I actually live in Fife and am certain this would be the cat shot by John Balfour, local landowners who still live on the estate, around that time.
I saw the stuffed carcass when it was an exhibit at Kirkcaldy Museum as a child, and remember it looking like a reddish tabby striped lynx, but of less athletic build. Perhaps this was a result of shoddy taxidermy rather than any identifiable specific trait.
I don't know where it is now, haven't been to the museum in a long time, it certainly perked up an otherwise terminally boring afternoon looking at stuff about coal mining and herring fishing, I can tell you.
The local authority on these cats is a man called George Redpath, an ex-policeman who collects information and evidence about these cats, I don't know if it was ever published but he was writing a book at one point.
I remember him saying that a man who lived in north east Fife in the 60s used to walk his pet leopards on leashes through the town market.

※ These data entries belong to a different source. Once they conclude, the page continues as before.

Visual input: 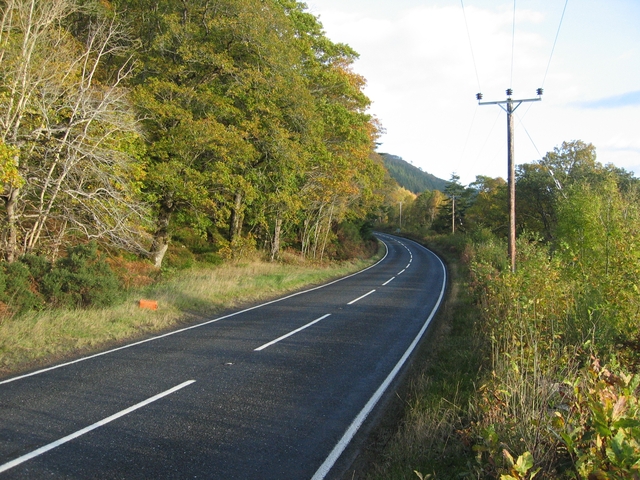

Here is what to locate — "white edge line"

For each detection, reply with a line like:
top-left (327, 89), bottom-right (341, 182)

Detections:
top-left (254, 314), bottom-right (331, 351)
top-left (346, 289), bottom-right (376, 305)
top-left (0, 380), bottom-right (196, 474)
top-left (311, 239), bottom-right (447, 480)
top-left (381, 277), bottom-right (395, 286)
top-left (0, 241), bottom-right (390, 386)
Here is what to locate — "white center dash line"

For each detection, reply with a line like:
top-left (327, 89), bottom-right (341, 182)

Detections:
top-left (397, 269), bottom-right (406, 275)
top-left (382, 277), bottom-right (395, 286)
top-left (0, 380), bottom-right (196, 474)
top-left (254, 314), bottom-right (331, 351)
top-left (347, 290), bottom-right (376, 305)
top-left (406, 263), bottom-right (411, 268)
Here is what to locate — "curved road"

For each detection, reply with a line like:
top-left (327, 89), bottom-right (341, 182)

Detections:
top-left (0, 234), bottom-right (446, 479)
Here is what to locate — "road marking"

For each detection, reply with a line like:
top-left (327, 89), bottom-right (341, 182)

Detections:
top-left (311, 241), bottom-right (447, 480)
top-left (254, 314), bottom-right (331, 351)
top-left (347, 290), bottom-right (376, 305)
top-left (397, 269), bottom-right (406, 275)
top-left (0, 241), bottom-right (390, 387)
top-left (0, 380), bottom-right (196, 474)
top-left (406, 263), bottom-right (411, 268)
top-left (382, 277), bottom-right (395, 286)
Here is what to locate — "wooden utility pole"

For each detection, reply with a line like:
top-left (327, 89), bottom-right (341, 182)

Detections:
top-left (451, 195), bottom-right (455, 234)
top-left (477, 88), bottom-right (542, 272)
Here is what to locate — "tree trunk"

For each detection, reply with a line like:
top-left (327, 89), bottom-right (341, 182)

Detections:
top-left (151, 207), bottom-right (171, 268)
top-left (229, 191), bottom-right (243, 243)
top-left (319, 204), bottom-right (334, 262)
top-left (270, 215), bottom-right (282, 261)
top-left (3, 186), bottom-right (20, 262)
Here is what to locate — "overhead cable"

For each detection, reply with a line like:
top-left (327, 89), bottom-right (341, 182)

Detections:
top-left (460, 0), bottom-right (482, 92)
top-left (510, 0), bottom-right (516, 88)
top-left (541, 0), bottom-right (569, 88)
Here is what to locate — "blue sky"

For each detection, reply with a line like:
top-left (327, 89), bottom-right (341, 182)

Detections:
top-left (306, 0), bottom-right (640, 184)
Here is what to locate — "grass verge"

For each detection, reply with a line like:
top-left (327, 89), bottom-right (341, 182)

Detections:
top-left (349, 235), bottom-right (484, 479)
top-left (0, 250), bottom-right (383, 379)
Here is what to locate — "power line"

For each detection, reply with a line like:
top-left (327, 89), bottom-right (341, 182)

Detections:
top-left (516, 111), bottom-right (565, 193)
top-left (542, 0), bottom-right (569, 88)
top-left (515, 111), bottom-right (542, 158)
top-left (460, 0), bottom-right (482, 92)
top-left (517, 1), bottom-right (569, 120)
top-left (510, 0), bottom-right (516, 88)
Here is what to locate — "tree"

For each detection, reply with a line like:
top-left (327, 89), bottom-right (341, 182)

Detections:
top-left (279, 0), bottom-right (383, 259)
top-left (556, 176), bottom-right (640, 338)
top-left (465, 176), bottom-right (508, 235)
top-left (433, 173), bottom-right (469, 233)
top-left (516, 140), bottom-right (632, 243)
top-left (404, 189), bottom-right (445, 232)
top-left (0, 0), bottom-right (149, 262)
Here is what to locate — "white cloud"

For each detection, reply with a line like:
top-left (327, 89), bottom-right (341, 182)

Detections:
top-left (308, 1), bottom-right (640, 184)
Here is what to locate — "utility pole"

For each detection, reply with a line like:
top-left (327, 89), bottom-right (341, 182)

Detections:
top-left (398, 201), bottom-right (403, 230)
top-left (477, 88), bottom-right (542, 272)
top-left (451, 195), bottom-right (455, 234)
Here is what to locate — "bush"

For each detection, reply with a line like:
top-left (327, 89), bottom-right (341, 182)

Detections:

Before anyone thinks I'm trying to say Fife is overrun by savage beasts, I can safely say that I see kids camping in the woods and lone women walking dogs all the time and none of them, to my knowledge has ever been eaten by a cat.
Good Evening,

Jim Moon said...

Most fascinating tales folks! I have the tale of the honking geese/hellhound barking - and while this tidbit seems to turn up in many write-ups of black dog lore, I rather suspect this is an oft repeated explanation advanced by a old folklorist and repeated so often that it has mistakenly been reported as a part of the actual lore. I shall delve further into that for a future Folklore on Friday if there is anything in that theory!